Le mois du remboursement est passé

Mais Me Tichit n’a fait annuler le PV de son client que le 15 avril dernier, et comme le délai de contestation autorisé sur une contravention n’est que de 45 jours, seuls les « chanceux » qui ont été pris entre le 1er et le 29 mars 2010 inclus ont pu – en se tenant très au courant de l’actualité judiciaire - bénéficier de ce vice de procédure. En effet, ledit lampadaire a été réimplanté sur la chaussée le 30 mars dernier.

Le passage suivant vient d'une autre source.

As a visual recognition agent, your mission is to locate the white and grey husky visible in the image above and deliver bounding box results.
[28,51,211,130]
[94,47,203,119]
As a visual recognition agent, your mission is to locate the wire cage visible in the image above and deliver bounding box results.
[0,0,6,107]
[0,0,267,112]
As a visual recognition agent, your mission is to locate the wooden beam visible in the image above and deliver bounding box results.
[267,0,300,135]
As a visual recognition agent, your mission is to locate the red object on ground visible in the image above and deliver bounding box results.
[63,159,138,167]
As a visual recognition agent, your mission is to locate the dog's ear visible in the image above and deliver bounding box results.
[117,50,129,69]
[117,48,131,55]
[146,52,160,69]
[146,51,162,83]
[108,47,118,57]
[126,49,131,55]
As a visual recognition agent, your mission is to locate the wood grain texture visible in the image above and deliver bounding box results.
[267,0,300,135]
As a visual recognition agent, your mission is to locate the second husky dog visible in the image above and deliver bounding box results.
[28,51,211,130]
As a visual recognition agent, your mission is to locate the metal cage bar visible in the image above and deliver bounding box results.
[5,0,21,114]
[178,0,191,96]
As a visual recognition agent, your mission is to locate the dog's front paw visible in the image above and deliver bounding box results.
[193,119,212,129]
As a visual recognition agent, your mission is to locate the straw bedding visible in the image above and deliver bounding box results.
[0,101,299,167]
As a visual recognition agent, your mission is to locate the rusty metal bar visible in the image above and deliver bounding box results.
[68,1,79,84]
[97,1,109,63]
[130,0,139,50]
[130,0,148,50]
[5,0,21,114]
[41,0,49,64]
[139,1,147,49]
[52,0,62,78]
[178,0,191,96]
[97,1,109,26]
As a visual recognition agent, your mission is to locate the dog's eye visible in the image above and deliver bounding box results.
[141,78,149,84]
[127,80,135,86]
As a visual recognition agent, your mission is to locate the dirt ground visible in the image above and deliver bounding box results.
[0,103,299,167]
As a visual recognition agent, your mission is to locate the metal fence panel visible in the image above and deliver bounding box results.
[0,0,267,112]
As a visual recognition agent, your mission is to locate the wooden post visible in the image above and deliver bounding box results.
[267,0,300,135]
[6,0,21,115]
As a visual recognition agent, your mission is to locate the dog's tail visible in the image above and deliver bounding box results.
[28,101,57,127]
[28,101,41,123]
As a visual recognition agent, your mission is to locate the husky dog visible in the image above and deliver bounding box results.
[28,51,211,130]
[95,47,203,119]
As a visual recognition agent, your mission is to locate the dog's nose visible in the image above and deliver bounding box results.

Plutôt que de modifier l’énoncé du procès-verbal de ce radar quai de Bercy, les autorités ont donc décidé d’outrepasser les règles de sécurité, raison pour laquelle ce fameux lampadaire avait pourtant été retiré au préalable. A compter de ce vendredi 14 mai, le délai de 45 jours est donc dépassé. Reste à voir désormais si d’autres failles sont exploitables concernant les PV déjà contestés, mais que les contrevenants avaient tout de même dû payer (avec une majoration due à la contestation), déboutés par la justice.

Suite au prochain épisode ?

Normalement, le paiement vaut reconnaissance de l’infraction et interdit toute contestation ultérieure. Mais après tout, dans ce combat du flash et du vice de forme, rien n’interdit de penser à de nouveaux rebondissements. Surtout, cette nouvelle affaire prouve une fois de plus l’énorme enjeu financier des radars pour l’Etat. Curieux d’ailleurs que de telles failles ne soient pas verrouillées de plus près par les pouvoirs publics, alors que le quai de Bercy n’a en fait vu défiler que des automobilistes dans leur bon droit durant plus de trois ans. Toutes vitesses confondues, mais surtout toute morale mise à part, bien entendu.